= Rancho Cienega del Gabilán =

Mexican land grant in California

Rancho Cienega del Gabilán was a 48781 acre Mexican land grant in present-day Monterey County and San Benito County, California.

It was granted in 1843 by Governor Manuel Micheltorena to Antonio Chaves (Chávez). The name means "spring of the hawk ranch". The grant was located in the Gabilan Range east of present-day Salinas.

==History==
José Antonio Chávez came to California in 1833 with Governor José Figueroa. He was a tax collector at Monterey in 1843, and one of the prime movers in the movement against Manuel Micheltorena 1844. Chávez was the grantee of the eleven square league Rancho Cienega del Gabilán 1843 and the three square league Rancho Pleyto in 1845. He took part as Lieutenant in various military operations in the Mexican–American War of 1846. He was sent by José Castro to John C. Frémont's camp at Gavilan Peak. Later he kidnapped Thomas O. Larkin and was second in command at the Battle of Natividad, where he was wounded. He returned to Mexico in 1848.

With the cession of California to the United States following the Mexican-American War, the 1848 Treaty of Guadalupe Hidalgo provided that the land grants would be honored. As required by the Land Act of 1851, a claim for Rancho Cienega del Gabilán was filed by José Yves Limantour with the Public Land Commission in 1853. José Yves Limantour, who became notorious for his fraudulent claims, maintained that he had bought the grant from Chaves. The land commission rejected his claim.

Thomas O. Larkin (1802 - 1858) claimed he bought Rancho Cienega del Gabilan from Chaves and received confirmation of it just after he died in 1858. Larkin had also bought Rancho Pleyto from Chaves.

Jesse D. Carr bought the rancho from the Larkin heirs, and the grant was patented to Jesse D. Carr in 1867.

Jesse Carr sold the ranch in portions. The western portion was acquired by the James Bardin family (owners of part of neighboring Rancho El Alisal), who continue to own parts of the ranch. Some of the land was acquired from Bardin heirs by the Silacci family in 1939. The Silacci family continues to ranch on the land; the California Rangeland Trust has acquired a conservation easement on their land.

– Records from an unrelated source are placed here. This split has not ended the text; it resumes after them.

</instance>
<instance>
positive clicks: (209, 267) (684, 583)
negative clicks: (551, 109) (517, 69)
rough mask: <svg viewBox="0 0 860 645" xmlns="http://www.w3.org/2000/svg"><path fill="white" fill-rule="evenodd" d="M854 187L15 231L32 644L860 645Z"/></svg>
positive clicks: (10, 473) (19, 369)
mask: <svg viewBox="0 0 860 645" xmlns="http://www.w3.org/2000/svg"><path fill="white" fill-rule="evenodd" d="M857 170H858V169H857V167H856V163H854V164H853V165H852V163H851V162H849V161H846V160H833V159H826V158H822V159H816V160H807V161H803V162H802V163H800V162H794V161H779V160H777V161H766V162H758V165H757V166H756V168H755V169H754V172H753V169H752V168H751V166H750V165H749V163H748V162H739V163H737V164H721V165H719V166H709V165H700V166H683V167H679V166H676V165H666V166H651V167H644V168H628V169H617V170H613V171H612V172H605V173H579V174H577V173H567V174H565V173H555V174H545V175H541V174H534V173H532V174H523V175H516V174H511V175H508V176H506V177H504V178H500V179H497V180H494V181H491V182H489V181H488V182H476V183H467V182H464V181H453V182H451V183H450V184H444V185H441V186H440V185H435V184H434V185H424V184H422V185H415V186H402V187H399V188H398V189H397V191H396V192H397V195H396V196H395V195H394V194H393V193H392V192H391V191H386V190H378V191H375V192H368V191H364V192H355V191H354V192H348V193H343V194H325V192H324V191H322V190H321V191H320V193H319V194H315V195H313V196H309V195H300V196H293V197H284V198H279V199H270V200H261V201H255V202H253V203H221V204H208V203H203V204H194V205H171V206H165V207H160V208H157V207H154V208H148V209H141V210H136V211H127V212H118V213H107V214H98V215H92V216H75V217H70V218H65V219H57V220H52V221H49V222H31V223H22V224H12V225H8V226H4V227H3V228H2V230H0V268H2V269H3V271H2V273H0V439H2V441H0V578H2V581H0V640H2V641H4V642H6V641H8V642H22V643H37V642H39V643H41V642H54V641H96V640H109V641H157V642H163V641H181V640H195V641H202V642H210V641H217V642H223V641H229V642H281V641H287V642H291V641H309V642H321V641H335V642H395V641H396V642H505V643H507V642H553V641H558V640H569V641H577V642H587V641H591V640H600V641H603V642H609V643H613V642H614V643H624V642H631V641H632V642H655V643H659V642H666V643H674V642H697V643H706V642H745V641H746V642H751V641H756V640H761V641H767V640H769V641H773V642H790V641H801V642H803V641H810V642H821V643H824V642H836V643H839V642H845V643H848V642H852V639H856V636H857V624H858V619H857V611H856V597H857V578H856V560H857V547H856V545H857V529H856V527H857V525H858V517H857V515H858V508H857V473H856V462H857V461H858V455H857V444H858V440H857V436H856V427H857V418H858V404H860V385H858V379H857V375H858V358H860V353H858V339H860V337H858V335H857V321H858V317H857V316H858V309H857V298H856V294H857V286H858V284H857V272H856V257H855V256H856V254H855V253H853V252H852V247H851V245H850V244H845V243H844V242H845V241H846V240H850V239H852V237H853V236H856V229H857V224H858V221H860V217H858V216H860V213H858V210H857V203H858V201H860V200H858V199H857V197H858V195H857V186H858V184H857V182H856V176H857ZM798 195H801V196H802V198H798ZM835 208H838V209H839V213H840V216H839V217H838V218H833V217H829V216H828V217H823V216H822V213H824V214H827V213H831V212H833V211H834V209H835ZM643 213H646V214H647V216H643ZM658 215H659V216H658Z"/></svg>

The central portion of the Gabilan ranch was later owned by Egbert Judson of Giant Powder Company. Salinas doctor Rollin Reeves acquired the ranch in 1929. Reeves donated some of his land to the State of California for Fremont Peak State Park. His descendants continue to own the ranch and have expanded it by purchasing neighboring parcels. The Nature Conservancy purchased a conservation easement on the property in 2006.